Not for Distribution to United States Newswire Services or for dissemination in the United States
VANCOUVER, British Columbia, June 20, 2022 (GLOBE NEWSWIRE) -- Irving Resources Inc. (CSE:IRV; OTCQX: IRVRF) (“Irving” or the “Company”) reports that the investment agreement (the “Investment Agreement”) entered into between Irving and Newmont Corporation (“Newmont”) in April 2019, as amended (please refer to the Company’s news releases dated April 23, 2019, February 20, 2020 and April 12, 2021), has been further amended such that the next private placement which Newmont has the right to require the Company to undertake is now in the maximum amount of US$4,400,000 (the “2022 Newmont Placement”). In addition, Newmont has the right to require the Company to undertake a further private placement in the amount of US$6,000,000.
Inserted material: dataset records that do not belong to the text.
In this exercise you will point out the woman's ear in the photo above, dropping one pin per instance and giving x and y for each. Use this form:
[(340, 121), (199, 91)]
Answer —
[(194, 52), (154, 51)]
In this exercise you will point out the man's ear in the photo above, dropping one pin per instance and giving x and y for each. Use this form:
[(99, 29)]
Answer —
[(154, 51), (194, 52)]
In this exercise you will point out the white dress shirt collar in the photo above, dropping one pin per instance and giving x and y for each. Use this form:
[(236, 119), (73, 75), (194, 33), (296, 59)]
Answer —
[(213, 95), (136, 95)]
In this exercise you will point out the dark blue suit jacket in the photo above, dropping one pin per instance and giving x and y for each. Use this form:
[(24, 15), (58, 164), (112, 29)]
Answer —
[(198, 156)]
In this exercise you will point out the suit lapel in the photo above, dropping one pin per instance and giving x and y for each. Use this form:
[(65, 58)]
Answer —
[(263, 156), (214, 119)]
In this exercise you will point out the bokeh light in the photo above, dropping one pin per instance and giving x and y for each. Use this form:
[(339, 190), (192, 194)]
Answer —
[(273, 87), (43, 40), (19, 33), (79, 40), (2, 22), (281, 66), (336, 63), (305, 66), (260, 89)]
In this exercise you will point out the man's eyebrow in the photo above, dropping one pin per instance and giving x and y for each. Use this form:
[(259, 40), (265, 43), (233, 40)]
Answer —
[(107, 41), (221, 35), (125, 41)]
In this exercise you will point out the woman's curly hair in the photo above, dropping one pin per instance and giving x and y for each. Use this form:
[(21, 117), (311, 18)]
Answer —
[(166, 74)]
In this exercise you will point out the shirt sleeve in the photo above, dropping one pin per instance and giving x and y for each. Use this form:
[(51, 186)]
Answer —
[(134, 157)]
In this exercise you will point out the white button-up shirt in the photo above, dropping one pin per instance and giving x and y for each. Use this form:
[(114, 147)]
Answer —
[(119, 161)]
Irving also reports that Newmont has given notice of exercise of its right to proceed with the 2022 Newmont Placement. These funds will be raised by the issuance of common shares of the Company (“Common Shares”) at a price equal to the volume-weighted average trading price for the 30 trading days immediately preceding the date on which Newmont delivered its exercise notice. The funds from the 2022 Newmont Placement will be allocated as to 70% towards exploration on Irving’s Omu project in Hokkaido, Japan and 30% towards the alliance formed between Irving and an affiliate of Newmont to identify and, if designated by Newmont’s affiliate, jointly exploit mineral exploration opportunities throughout Japan.
Irving also intends to concurrently undertake a non-brokered private placement of units (the “Concurrent Placement”) to raise up to C$3,000,000 by the issuance of units (“Units”) at a price of C$1.00 per Unit. Each Unit will consist of one Common Share and one-half of one Common Share purchase warrant, each whole Warrant entitling the holder to purchase one Common Share at a price of C$1.60 for a period of three years. It is expected that the Concurrent Placement will close concurrently with the 2022 Newmont Placement. The funds from the Concurrent Placement will be allocated towards exploration on the Company’s mineral resource projects and general working capital.
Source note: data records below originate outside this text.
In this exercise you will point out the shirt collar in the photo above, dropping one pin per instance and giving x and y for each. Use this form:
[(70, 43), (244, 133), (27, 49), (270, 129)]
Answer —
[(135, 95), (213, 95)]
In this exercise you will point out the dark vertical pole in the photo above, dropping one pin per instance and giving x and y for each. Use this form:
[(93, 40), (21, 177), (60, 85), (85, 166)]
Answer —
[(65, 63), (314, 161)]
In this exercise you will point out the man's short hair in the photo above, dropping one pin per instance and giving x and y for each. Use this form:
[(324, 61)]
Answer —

About Irving Resources Inc.:
Irving is a junior exploration company with a focus on gold in Japan. Irving also holds, through a subsidiary, a Joint Exploration Agreement with Japan Oil, Gas and Metals National Corporation (JOGMEC). JOGMEC is a government organization established under the law of Japan, administrated by the Ministry of Economy, Trade and Industry of Japan, and is responsible for stable supply of various resources to Japan through the discovery of sizable economic deposits of base, precious and rare metals.
Additional information can be found on the Company’s website: www.IRVresources.com.
Akiko Levinson,
President, CEO & Director
For further information, please contact:
Tel: (604) 682-3234 Toll free: 1 (888) 242-3234 Fax: (604) 971-0209
info@IRVresources.com
THE CSE HAS NOT REVIEWED AND DOES NOT ACCEPT RESPONSIBILITY FOR THE ACCURACY OR ADEQUACY OF THIS RELEASE.
Forward-looking information
Some statements in this news release may contain forward-looking information within the meaning of Canadian securities legislation including, without limitation, statements as to the expected completion of the 2022 Newmont Placement and the Concurrent Placement and the use of the proceeds therefrom. Forward-looking statements address future events and conditions and, as such, involve known and unknown risks, uncertainties and other factors which may cause the actual results, performance or achievements to be materially different from any future results, performance or achievements expressed or implied by the statements. Such factors include, without limitation, the interest of investors in the Concurrent Placement as well as customary risks of the mineral resource exploration industry.
This news release does not constitute an offer for sale, or a solicitation of an offer to buy, in the United States or to any “U.S. Person” (as such term is defined in Regulation S under the U.S. Securities Act of 1933, as amended (the “1933 Act”)) of any securities of Irving. The securities of Irving have not been, and will not be, registered under the 1933 Act or under any state securities laws and may not be offered or sold in the United States or to a U.S. Person absent registration under the 1933 Act and applicable state securities laws or an applicable exemption therefrom.